Third, the following criteria must be met before lethal action may be taken:
1) Near certainty that the terrorist target is present;
2) Near certainty that non-combatants1 will not be injured or killed;
3) An assessment that capture is not feasible at the time of the operation;
4) An assessment that the relevant governmental authorities in the country where action is contemplated cannot or will not effectively address the threat to U.S. persons; and
5) An assessment that no other reasonable alternatives exist to effectively address the threat to U.S. persons. 
International legal scholars disagree as to the legality of these policies. A synopsis of the viewpoints can be seen here. However, international law evolves based on actual practice and written armed forces policies.
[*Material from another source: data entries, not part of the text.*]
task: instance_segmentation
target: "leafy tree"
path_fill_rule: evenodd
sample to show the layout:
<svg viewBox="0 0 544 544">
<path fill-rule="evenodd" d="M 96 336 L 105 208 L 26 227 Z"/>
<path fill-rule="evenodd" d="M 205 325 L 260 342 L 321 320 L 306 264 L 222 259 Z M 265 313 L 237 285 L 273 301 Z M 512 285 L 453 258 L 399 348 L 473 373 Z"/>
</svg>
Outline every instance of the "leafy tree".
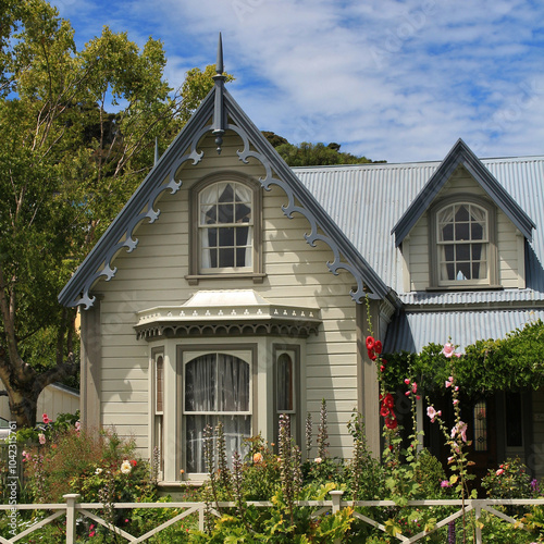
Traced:
<svg viewBox="0 0 544 544">
<path fill-rule="evenodd" d="M 277 141 L 277 139 L 271 138 L 269 138 L 269 140 Z M 299 146 L 294 146 L 293 144 L 285 141 L 280 143 L 275 149 L 289 166 L 327 166 L 331 164 L 367 164 L 371 162 L 385 162 L 372 161 L 366 157 L 356 157 L 355 154 L 341 151 L 339 148 L 339 144 L 335 143 L 331 143 L 325 146 L 321 143 L 309 144 L 308 141 L 302 141 Z"/>
<path fill-rule="evenodd" d="M 104 27 L 77 51 L 46 0 L 0 3 L 0 379 L 12 418 L 32 426 L 40 391 L 78 369 L 75 310 L 58 293 L 214 69 L 172 92 L 160 41 L 140 50 Z"/>
</svg>

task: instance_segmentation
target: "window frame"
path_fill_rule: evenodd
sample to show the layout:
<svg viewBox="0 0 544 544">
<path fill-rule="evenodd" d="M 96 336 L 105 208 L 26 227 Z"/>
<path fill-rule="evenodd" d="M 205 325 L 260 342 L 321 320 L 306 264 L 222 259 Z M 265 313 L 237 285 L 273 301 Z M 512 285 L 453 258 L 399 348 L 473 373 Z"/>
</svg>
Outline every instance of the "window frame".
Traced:
<svg viewBox="0 0 544 544">
<path fill-rule="evenodd" d="M 200 194 L 208 189 L 211 185 L 219 183 L 239 183 L 246 186 L 251 191 L 252 197 L 252 250 L 251 250 L 251 265 L 244 267 L 240 270 L 234 268 L 209 268 L 202 270 L 200 263 Z M 186 280 L 189 285 L 198 285 L 202 280 L 213 279 L 240 279 L 249 277 L 254 283 L 262 283 L 264 273 L 262 271 L 262 190 L 260 185 L 251 178 L 240 175 L 236 172 L 225 171 L 220 174 L 211 174 L 190 189 L 190 239 L 189 239 L 189 273 Z"/>
<path fill-rule="evenodd" d="M 438 213 L 448 206 L 475 205 L 487 214 L 487 240 L 486 246 L 486 280 L 445 280 L 440 279 L 441 244 L 438 243 Z M 455 244 L 455 240 L 454 240 Z M 433 290 L 467 290 L 499 288 L 498 284 L 498 259 L 496 248 L 496 208 L 486 199 L 474 195 L 457 194 L 441 199 L 429 210 L 429 264 L 430 264 L 430 288 Z"/>
<path fill-rule="evenodd" d="M 282 413 L 286 413 L 289 416 L 290 422 L 290 435 L 295 440 L 295 443 L 302 448 L 301 443 L 301 388 L 300 388 L 300 346 L 298 344 L 274 344 L 272 348 L 272 357 L 274 363 L 273 371 L 273 436 L 274 442 L 277 444 L 279 438 L 279 425 L 280 425 L 280 416 Z M 279 380 L 280 380 L 280 369 L 279 369 L 279 360 L 280 357 L 284 354 L 287 354 L 293 361 L 293 394 L 294 394 L 294 407 L 293 410 L 289 411 L 279 411 L 277 408 L 277 393 L 279 393 Z"/>
<path fill-rule="evenodd" d="M 221 345 L 177 345 L 176 346 L 176 380 L 177 380 L 177 401 L 176 401 L 176 428 L 177 428 L 177 453 L 176 453 L 176 474 L 178 480 L 189 480 L 200 482 L 207 478 L 202 472 L 187 471 L 187 445 L 185 417 L 194 415 L 221 416 L 249 416 L 250 435 L 257 434 L 258 428 L 258 384 L 257 384 L 257 344 L 221 344 Z M 236 412 L 195 412 L 185 410 L 185 367 L 187 362 L 206 355 L 226 354 L 237 357 L 249 363 L 249 411 Z M 248 360 L 249 359 L 249 360 Z M 184 472 L 181 472 L 181 471 Z"/>
</svg>

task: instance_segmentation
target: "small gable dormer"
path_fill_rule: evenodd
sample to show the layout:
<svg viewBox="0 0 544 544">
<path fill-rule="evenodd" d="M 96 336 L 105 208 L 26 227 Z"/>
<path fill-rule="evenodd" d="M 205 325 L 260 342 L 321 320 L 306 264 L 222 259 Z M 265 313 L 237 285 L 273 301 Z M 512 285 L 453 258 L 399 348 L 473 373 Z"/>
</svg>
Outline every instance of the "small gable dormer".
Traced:
<svg viewBox="0 0 544 544">
<path fill-rule="evenodd" d="M 459 139 L 392 230 L 405 290 L 524 288 L 534 227 Z"/>
</svg>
It is worthwhile to see how Human Rights Watch looks at the issue, whether in context of a war or as a police action:

The laws of war permit attacks only against military objectives, such as enemy fighters or weapons and ammunition.  Civilians are immune from attack, except those individuals “directly participating in the hostilities.”  While the phrase “directly participating in hostilities” has various interpretations, it is generally accepted to include not only persons currently engaged in fighting, but also individuals actively planning or directing future military operations.  For a specific attack on a military objective to be lawful, it must discriminate between combatants and civilians, and the expected loss of civilian life or property cannot be disproportionate to the anticipated military gain of the attack.  Therefore, not all attacks that cause civilian deaths violate the laws of war, only those that target civilians, are indiscriminate or cause disproportionate civilian loss.

...International human rights law permits the use of lethal force outside of armed conflict situations if it is strictly and directly necessary to save human life.  In particular, the use of lethal force is lawful if the targeted individual presents an imminent threat to life and less extreme means, such as capture or non-lethal incapacitation, are insufficient to address that threat.  The UN Basic Principles on the Use of Force and Firearms by Law Enforcement Officials provides that the “intentional lethal use of firearms may only be made when strictly unavoidable in order to protect life.”  This standard permits using firearms only in self-defense or defense of others “against the imminent threat of death or serious injury” or “to prevent the perpetration of a particularly serious crime involving grave threat to life” and “only when less extreme means are insufficient to achieve these objectives.”  Under this standard, individuals cannot be targeted for lethal attack merely because of past unlawful behavior, but only for imminent or other grave threats to life when arrest is not a reasonable possibility. 
Any way you look at it, the laws of targeted assassinations in a scenario where there is a terror group that attacks at times but not in an active war would fall somewhere in between these two scenarios.